Arrayed against it, however, was very potent candidacy of Governor Jim Hunt, who comes from the other side of Southern politics, from another whole strain in the psyche of his state. The strain is enbodied in a sporadic history of progressive politicians, of whom Frank Porter Graham in the 1940s and Terry Sanford in the 1960s were perhaps the most important. Both insisted on the moral necessity of change, and both appealed to the basic decency of North Carolinians.
Jim Hunt is a product of that tradition. He was raised on a farm in the eastern part of the state–109 acres of tobacco fields and rolling pastureland dotted with milk cows. His mother and father were ardent admirers of Franklin D. Roosevelt, as they battled their way through the vagaries of the Depression and learned to appreciate the helping hand of government. A federal conservation grant paid for the pond on their farm; their pine seedlings came from a federal project to combat soil erosion; and Rock Ridge High School, where Mrs. Hunt was a teacher, was rebuilt by the WPA after it burned to the ground.
The Hunts were staunch believers in the racial moderation of Frank Porter Graham, and they wept in 1950 when he lost a Senate race–defeated by the racist demagoguery of a Jesse Helms mentor, Willis Smith.
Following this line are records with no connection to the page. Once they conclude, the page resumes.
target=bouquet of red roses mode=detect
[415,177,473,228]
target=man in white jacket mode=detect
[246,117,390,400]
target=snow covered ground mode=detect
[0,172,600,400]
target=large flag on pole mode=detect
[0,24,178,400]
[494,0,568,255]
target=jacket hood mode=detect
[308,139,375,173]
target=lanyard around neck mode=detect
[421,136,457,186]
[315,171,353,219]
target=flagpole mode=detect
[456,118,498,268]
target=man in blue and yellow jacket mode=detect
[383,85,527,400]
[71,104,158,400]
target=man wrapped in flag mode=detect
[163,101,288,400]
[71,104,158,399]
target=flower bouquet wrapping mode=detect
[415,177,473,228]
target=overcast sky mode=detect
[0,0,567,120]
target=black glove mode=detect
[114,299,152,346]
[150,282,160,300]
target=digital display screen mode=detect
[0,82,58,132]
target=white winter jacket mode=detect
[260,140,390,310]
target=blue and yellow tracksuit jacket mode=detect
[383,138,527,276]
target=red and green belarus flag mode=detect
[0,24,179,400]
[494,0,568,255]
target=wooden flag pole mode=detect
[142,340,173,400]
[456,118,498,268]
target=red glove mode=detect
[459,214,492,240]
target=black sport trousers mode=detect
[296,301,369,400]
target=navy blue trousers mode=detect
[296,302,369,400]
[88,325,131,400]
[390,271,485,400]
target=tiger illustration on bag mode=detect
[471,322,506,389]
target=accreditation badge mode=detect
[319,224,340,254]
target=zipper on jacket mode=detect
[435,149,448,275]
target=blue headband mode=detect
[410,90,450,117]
Jim Hunt has never rebelled against the political legacy of his parents.
He is a politician who believes in the goodness of government, and he proved to be an effective and very popular governor.
He pushed for better roads and schools, the allocation of more money for social programs; and his most recent achievement was a $300-million educational package, including a fifteen percent pay raise for every teacher in North Carolina.
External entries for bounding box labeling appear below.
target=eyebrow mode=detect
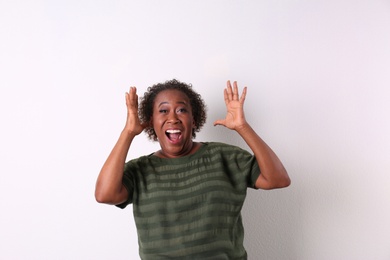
[158,101,187,107]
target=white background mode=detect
[0,0,390,260]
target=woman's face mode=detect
[151,89,195,158]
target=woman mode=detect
[95,80,290,259]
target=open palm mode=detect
[214,81,246,130]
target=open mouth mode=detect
[165,129,181,142]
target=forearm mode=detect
[236,123,291,189]
[95,130,135,204]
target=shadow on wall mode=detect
[198,110,303,260]
[242,188,302,260]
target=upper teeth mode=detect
[167,130,180,134]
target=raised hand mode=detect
[125,87,146,135]
[214,81,247,130]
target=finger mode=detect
[233,81,239,100]
[214,119,226,126]
[223,88,229,106]
[240,87,247,104]
[226,80,233,101]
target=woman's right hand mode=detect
[125,87,147,135]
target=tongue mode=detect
[169,134,180,141]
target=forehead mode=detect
[154,89,190,105]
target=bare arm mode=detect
[95,87,144,205]
[214,81,291,189]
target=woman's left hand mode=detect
[214,81,247,130]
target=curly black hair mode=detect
[138,79,206,141]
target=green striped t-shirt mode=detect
[118,142,260,260]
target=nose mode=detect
[168,111,180,124]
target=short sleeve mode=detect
[115,161,134,209]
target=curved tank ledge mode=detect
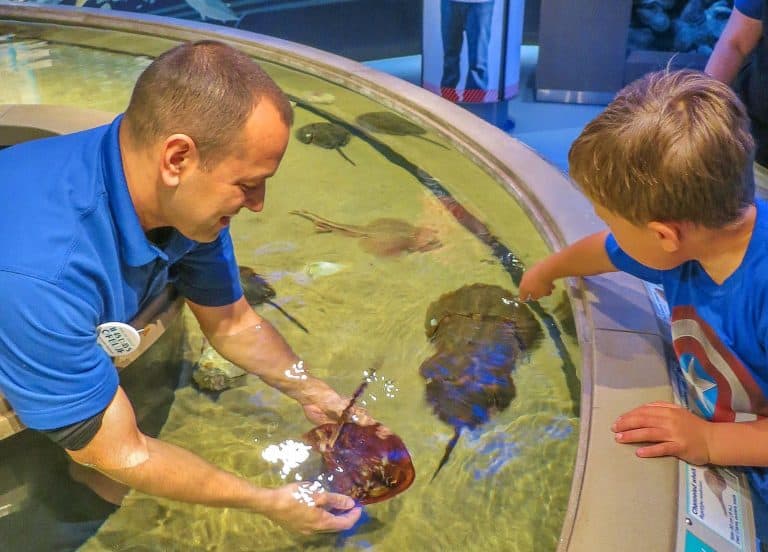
[0,3,678,552]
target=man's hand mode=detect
[296,376,375,425]
[262,482,362,535]
[611,402,712,466]
[518,262,555,301]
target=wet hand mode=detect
[298,378,376,425]
[611,402,712,465]
[265,482,362,535]
[518,263,555,301]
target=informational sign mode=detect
[422,0,524,103]
[686,465,749,550]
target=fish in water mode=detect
[238,266,309,333]
[304,370,416,504]
[355,111,448,149]
[296,123,355,165]
[419,284,543,479]
[291,209,443,257]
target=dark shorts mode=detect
[40,410,104,450]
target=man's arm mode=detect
[67,382,361,533]
[187,297,354,424]
[704,8,763,83]
[519,231,616,301]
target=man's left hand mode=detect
[297,376,375,425]
[611,402,712,465]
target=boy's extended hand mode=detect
[611,402,712,465]
[518,261,555,301]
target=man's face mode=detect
[593,203,684,270]
[171,99,290,242]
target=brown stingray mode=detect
[304,423,416,504]
[304,370,416,504]
[291,210,443,257]
[419,284,543,479]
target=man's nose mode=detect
[245,186,267,213]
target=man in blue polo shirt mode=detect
[0,41,360,533]
[704,0,768,167]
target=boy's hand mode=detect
[518,262,555,301]
[611,402,711,465]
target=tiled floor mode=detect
[366,46,604,172]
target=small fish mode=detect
[304,261,344,278]
[355,111,448,149]
[296,123,356,166]
[184,0,239,23]
[239,266,309,333]
[290,210,443,257]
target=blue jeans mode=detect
[440,0,493,90]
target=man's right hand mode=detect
[261,482,362,535]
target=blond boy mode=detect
[520,71,768,533]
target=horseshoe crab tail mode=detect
[335,148,357,167]
[430,427,461,481]
[267,301,309,333]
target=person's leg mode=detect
[464,2,494,95]
[440,0,466,101]
[752,117,768,169]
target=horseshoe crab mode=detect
[291,209,443,257]
[304,372,416,504]
[355,111,448,149]
[419,284,543,479]
[238,266,309,333]
[296,123,356,166]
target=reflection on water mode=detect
[0,24,578,551]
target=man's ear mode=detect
[647,221,683,253]
[160,134,200,186]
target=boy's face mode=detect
[593,203,686,270]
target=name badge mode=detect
[96,322,141,357]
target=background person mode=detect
[440,0,494,102]
[0,41,361,533]
[704,0,768,167]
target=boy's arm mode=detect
[704,8,763,83]
[519,230,617,301]
[611,402,768,466]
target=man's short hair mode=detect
[124,40,293,168]
[568,70,755,228]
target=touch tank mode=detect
[0,4,676,550]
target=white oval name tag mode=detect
[96,322,141,357]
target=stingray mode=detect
[291,209,443,257]
[304,370,416,504]
[296,123,355,165]
[355,111,448,149]
[419,284,543,479]
[238,266,309,333]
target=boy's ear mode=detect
[647,222,682,253]
[160,134,199,186]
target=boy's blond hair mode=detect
[568,70,755,228]
[124,40,293,168]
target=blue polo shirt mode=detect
[0,116,242,429]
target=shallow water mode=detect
[0,19,579,551]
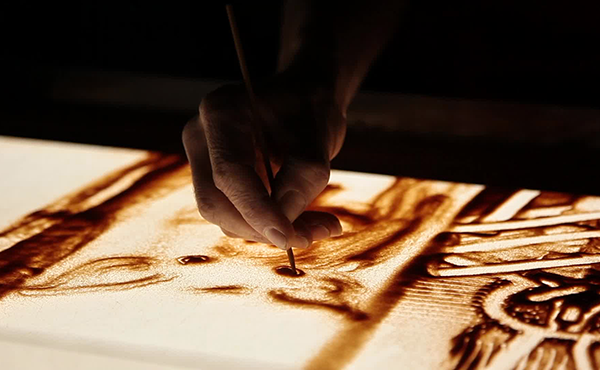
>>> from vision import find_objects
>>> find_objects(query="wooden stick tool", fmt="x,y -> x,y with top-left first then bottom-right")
225,4 -> 298,275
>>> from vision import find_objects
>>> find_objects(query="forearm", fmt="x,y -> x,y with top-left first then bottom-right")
278,0 -> 407,112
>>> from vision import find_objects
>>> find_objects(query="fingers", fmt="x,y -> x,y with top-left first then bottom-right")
274,139 -> 330,221
200,90 -> 310,250
182,118 -> 265,241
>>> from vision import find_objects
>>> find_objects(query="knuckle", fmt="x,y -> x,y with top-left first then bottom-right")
196,196 -> 219,224
298,163 -> 330,188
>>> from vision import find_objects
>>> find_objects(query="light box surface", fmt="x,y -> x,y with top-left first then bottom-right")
0,137 -> 600,369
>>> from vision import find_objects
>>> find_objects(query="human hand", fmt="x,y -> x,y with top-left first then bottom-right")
182,76 -> 346,250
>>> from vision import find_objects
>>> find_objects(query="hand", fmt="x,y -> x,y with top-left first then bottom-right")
183,76 -> 346,250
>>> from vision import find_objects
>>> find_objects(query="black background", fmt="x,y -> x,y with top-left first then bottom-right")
0,0 -> 600,193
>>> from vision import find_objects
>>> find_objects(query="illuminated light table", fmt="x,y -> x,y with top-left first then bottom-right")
0,137 -> 600,369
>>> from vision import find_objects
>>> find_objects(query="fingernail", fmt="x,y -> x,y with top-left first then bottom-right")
279,190 -> 306,221
292,235 -> 310,249
265,227 -> 288,251
309,225 -> 330,240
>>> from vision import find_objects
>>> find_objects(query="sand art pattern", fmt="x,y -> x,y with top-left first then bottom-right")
0,149 -> 600,369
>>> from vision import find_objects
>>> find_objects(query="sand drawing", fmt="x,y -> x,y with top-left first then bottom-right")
0,154 -> 600,369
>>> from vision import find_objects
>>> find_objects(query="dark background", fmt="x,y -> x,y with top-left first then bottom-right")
0,0 -> 600,193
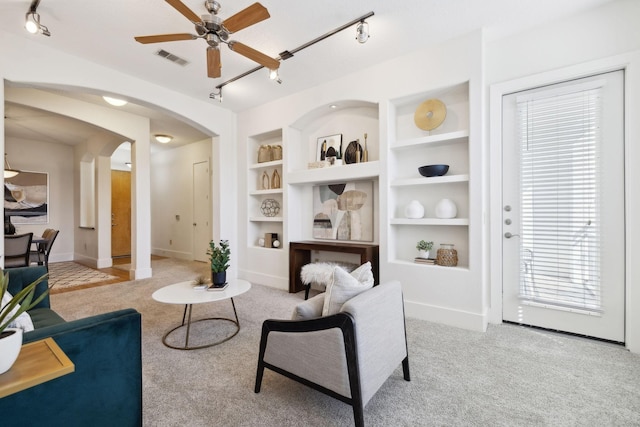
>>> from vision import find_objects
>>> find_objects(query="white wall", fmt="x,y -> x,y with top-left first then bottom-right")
151,139 -> 212,260
486,0 -> 640,352
5,139 -> 74,262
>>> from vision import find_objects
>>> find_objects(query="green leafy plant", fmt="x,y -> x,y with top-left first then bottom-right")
207,240 -> 231,273
0,270 -> 51,335
416,240 -> 433,251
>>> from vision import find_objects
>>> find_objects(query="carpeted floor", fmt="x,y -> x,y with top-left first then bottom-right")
52,259 -> 640,427
49,261 -> 118,294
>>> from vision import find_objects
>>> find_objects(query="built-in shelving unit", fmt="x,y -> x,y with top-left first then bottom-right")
387,83 -> 470,270
247,129 -> 286,251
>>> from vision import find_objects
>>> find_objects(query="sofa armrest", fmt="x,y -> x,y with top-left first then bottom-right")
5,265 -> 51,308
0,309 -> 142,426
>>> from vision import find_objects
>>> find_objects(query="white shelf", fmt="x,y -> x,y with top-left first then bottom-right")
287,160 -> 380,185
391,218 -> 469,225
249,188 -> 282,196
391,174 -> 469,187
249,159 -> 282,169
390,259 -> 469,271
391,129 -> 469,150
249,216 -> 282,222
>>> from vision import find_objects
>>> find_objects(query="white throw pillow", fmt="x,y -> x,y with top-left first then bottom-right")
0,291 -> 33,332
322,262 -> 373,316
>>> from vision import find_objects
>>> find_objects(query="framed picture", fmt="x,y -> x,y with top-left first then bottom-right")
4,171 -> 49,224
316,133 -> 342,162
313,181 -> 373,242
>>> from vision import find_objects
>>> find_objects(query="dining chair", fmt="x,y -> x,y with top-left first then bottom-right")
4,233 -> 33,268
29,228 -> 60,271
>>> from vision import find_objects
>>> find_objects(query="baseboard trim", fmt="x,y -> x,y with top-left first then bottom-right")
404,300 -> 487,332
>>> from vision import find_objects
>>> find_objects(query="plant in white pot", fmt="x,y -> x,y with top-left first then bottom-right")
0,270 -> 51,374
416,240 -> 433,259
207,240 -> 231,287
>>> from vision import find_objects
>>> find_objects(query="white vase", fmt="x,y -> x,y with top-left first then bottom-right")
404,200 -> 424,219
418,249 -> 429,259
435,199 -> 458,219
0,328 -> 22,374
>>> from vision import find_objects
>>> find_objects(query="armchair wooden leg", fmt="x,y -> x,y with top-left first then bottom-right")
402,356 -> 411,381
254,360 -> 264,393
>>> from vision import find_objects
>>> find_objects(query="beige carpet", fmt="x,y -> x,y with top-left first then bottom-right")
49,261 -> 118,292
47,259 -> 640,427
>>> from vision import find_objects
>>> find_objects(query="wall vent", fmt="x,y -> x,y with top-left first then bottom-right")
156,49 -> 189,67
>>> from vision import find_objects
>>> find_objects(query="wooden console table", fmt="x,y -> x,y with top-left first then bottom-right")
0,338 -> 75,398
289,240 -> 380,293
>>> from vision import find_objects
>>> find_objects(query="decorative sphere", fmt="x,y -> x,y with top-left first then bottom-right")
260,199 -> 280,216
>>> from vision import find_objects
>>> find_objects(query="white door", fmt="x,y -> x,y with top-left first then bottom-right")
193,161 -> 211,262
502,71 -> 625,342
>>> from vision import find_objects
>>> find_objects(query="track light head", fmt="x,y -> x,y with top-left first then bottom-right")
24,0 -> 51,37
356,20 -> 369,44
The difficulty for Governor Hunt (as for any North Carolinian of good conscience), lay in the degree to which Jesse Helms has been able to push the state’s politics to the right–setting the agenda and defining the issues. Add to this the fact that Jim Hunt has always been a cautious politician, sometimes cautious to excess.
For the last two years of his governorship Hunt became extremely protective of his right flank. He failed to speak and act as unequivocally as many of his supporters would have liked on social issues. He presided over two executions. And, as he began to address issues in the senate race, Hunt positioned himself as far to the right as he could–basically endorsing the Reagan Administration’s support for the contras in Nicaragua, and Administration’s plans to build the MX missile and the B-1 bomber.
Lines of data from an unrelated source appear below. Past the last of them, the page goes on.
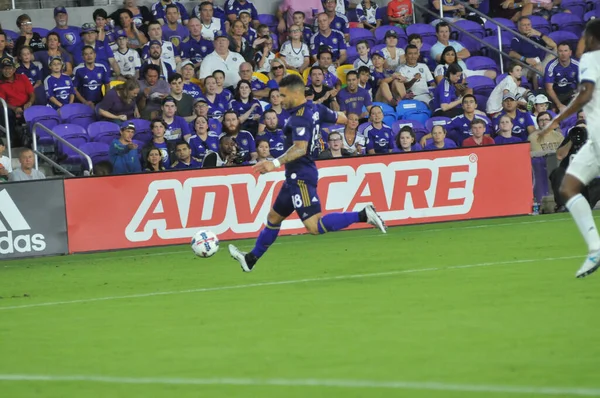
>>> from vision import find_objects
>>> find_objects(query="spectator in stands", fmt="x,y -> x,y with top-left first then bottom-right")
387,0 -> 413,28
73,46 -> 110,109
36,32 -> 73,78
356,0 -> 381,32
137,64 -> 171,119
225,0 -> 258,27
202,134 -> 239,168
0,58 -> 35,146
199,33 -> 244,87
279,25 -> 310,74
143,40 -> 175,80
204,76 -> 229,119
108,123 -> 142,174
257,109 -> 285,158
109,0 -> 154,34
223,110 -> 257,162
310,13 -> 347,68
96,76 -> 141,124
396,126 -> 423,152
381,29 -> 406,70
161,96 -> 192,142
144,147 -> 166,172
363,106 -> 394,155
396,44 -> 435,105
371,51 -> 406,106
430,21 -> 471,62
305,66 -> 340,112
494,93 -> 535,141
50,7 -> 81,53
13,14 -> 46,57
275,0 -> 323,34
142,119 -> 175,169
494,115 -> 523,144
509,17 -> 556,90
117,9 -> 149,50
8,149 -> 46,181
188,116 -> 219,160
544,42 -> 579,111
258,88 -> 290,133
229,80 -> 263,134
337,70 -> 373,118
423,125 -> 456,151
151,0 -> 190,26
17,46 -> 42,89
114,30 -> 142,79
44,57 -> 75,109
462,119 -> 495,147
238,62 -> 269,99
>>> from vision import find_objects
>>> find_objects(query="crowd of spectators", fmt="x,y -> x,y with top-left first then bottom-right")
0,0 -> 578,178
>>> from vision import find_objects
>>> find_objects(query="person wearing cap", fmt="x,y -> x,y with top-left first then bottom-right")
44,57 -> 75,109
198,32 -> 245,87
50,7 -> 81,53
13,14 -> 46,57
71,22 -> 121,76
310,13 -> 347,68
114,29 -> 142,79
0,58 -> 35,147
108,123 -> 142,174
73,46 -> 110,109
182,17 -> 215,69
544,42 -> 579,111
493,93 -> 535,141
151,0 -> 190,26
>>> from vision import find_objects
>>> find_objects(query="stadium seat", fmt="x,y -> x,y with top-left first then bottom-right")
59,104 -> 96,128
87,122 -> 121,145
406,23 -> 437,46
550,12 -> 583,36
Each of these moves by Hunt, while perhaps stategically defensible in terms of appealing to the broadest spectrum of North Carolina voters, helped to undermine the energy and enthusiasm of some of his once-ardent supporters. Many other voters began to lose their clear sense of just what Jim Hunt–and the best of the state’s historical Democratic legacy–stood for. With tragic irony, it was Hunt, not Helms, who began to appear as the less-principled politician.
All the caution worked to Hunt’s disadvantage. As things turned out, it hardly mattered what the Governor’s publicly stated advocacies were. Helms had $14 million to buy TV time to distort them.
Through an assault of television commercials, Helms managed to convince a majority of North Carolinians of something demonstrably untrue: that Hunt was a big-spending liberal–a Mondale clone who, if elected would raise their federal taxes by the remarkably specific sum of $157 a month.
In many of his commercials, Helms simply lied, putting a dollar figure that he knew was midleading on tax proposals that were not even Hunt’s. He also lied, flatly and with no hint of shame, about the details of his own record. “I haven’t proposed to do away with social security,” the senator said, though in fact, he had proposed replacing Social Security with a privately managed system. In a television debate, he accused Hunt of favoring elimination of tax deductions on home mortgage loans, which turned out to be a compound lie. Not only had Hunt never advocated such a plan, Helms had.
Later, Helms denied introducing anti-abortion legislation that would also have precluded certain forms of contraception, when in fact, that was precisely what he had done.
Astonishly enough, the lying prevailed and Helms was elected.
Frye Gaillard is an editorial page writer for the Charlotte Observer.